Hi,
I am trying to perform OCR but it is OCRing perfectly, below is the sample code what i am using.
using (OCRProcessor processor = new OCRProcessor())
{
FileStream stream = new FileStream($"D:/Files/SyncFusionTest/1PageScanPdf.pdf", FileMode.Open, FileAccess.Read);
PdfLoadedDocument pdfLoadedDocument = new PdfLoadedDocument(stream);
processor.Settings.Language = Languages.English;
string text = processor.PerformOCR(pdfLoadedDocument);
using (FileStream outputFileStream = new FileStream($"D:/Files/SyncFusionTest/1PageScanPdf_Ocr1.pdf", FileMode.Create, FileAccess.ReadWrite))
{
pdfLoadedDocument.Save(outputFileStream);
}
pdfLoadedDocument.Close(true);
}
But after OCRing it is not able to serach all text.
Lets say in below image there are 8 'Lorem Ipsum' but it is searching only 6 and when check this by pasting into notepad i saw that other two 'Lorem' is converted to 'Torem'.
Can someone help on this please?
Hi Mohd,
Thank you for reaching out to Syncfusion Support.
We are unable to reproduce the reported issue with our testing documents. We suspect the reported issue may occur for the particular document. However, we have attached the tested sample for your reference. Kindly try the sample and let us know the result.
Kindly try the sample and let us know the result. If you are still facing issues, we kindly request you to share the input document, package name, package version, and environment details to replicate the same issue on our end. This information will be more helpful for us to analyze and provide you with a prompt solution.
Regards,
Karmegam
Hi Karmegam,
Thanks for the response.
Its not with one file, same behaviour is noticed with multiple file.
One quick example is below.
I have processed the the below pdf using the application that you shared above
Pdf snippet:
Text from SyncFusion Snippet:
here clearly we can see the pdf starts with 'Video provide a powerful way to help you......'
but the text we got after ocr is 'Vr'deo orouroesa powerful way to hetp you.......'
same this if we search we wil not get in OCRed file
Snippet:
And its happening with most of the files i m attching the link here you can process them.
Link: https://drive.google.com/drive/folders/1sjxrPVZMI3jjQtTgSPYECoD9eUtI_1Rc
Could you please please have a look on this and guide us?
Thanks.
'
We are able to reproduce the reported issue with the provided documents on our end. The reported issue occurs due to the low quality of images, so we kindly request you increase the quality of the image.
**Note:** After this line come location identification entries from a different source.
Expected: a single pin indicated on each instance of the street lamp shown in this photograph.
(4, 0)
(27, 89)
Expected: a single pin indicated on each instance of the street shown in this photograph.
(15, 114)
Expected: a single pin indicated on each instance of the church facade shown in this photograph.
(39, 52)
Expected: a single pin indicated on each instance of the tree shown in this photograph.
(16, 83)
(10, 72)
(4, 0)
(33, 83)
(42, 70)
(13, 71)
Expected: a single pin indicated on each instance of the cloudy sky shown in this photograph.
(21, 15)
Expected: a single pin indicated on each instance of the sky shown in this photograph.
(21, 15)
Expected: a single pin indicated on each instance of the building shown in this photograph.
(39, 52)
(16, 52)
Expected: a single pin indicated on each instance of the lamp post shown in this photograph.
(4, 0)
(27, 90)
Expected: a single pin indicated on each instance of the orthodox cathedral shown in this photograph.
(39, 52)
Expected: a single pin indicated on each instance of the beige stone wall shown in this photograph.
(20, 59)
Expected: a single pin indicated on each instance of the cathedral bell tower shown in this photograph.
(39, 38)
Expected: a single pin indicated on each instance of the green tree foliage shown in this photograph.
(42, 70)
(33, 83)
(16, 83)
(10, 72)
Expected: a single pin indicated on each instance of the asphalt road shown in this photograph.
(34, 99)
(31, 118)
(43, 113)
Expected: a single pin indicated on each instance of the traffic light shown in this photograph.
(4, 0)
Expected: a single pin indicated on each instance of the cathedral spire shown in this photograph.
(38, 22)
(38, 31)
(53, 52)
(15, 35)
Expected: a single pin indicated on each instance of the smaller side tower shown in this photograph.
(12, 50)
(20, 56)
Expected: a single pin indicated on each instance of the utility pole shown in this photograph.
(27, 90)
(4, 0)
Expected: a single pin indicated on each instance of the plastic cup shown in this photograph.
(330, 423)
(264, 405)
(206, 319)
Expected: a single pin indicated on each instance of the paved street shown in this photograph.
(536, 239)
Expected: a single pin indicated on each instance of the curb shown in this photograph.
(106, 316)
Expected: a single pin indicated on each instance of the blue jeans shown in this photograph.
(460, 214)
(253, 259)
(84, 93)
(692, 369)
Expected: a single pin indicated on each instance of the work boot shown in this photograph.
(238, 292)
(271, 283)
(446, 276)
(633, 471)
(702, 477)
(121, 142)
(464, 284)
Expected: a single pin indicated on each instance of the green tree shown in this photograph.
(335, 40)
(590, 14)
However, we have the option to improve the quality of the input using the tessdata-best or tessdata-fast.
We have support to assign the manual tessdata path using the TessDataPath property in the OCRProcessor class. We have attached the tessdata best and fast github links for your reference.
GitHub - tesseract-ocr/tessdata_best: Best (most accurate) trained LSTM models.
GitHub - tesseract-ocr/tessdata_fast: Fast integer versions of trained LSTM models
Tessdata-fast: https://www.syncfusion.com/downloads/support/directtrac/general/ze/tessdata-fast187458364
Please refer to the below documentation.
Text does not recognize properly when performing OCR on a PDF document with low-quality images,
Perform OCR on PDF and image files | Syncfusion
Kindly try the provided solution and get back to us if you need further assistance.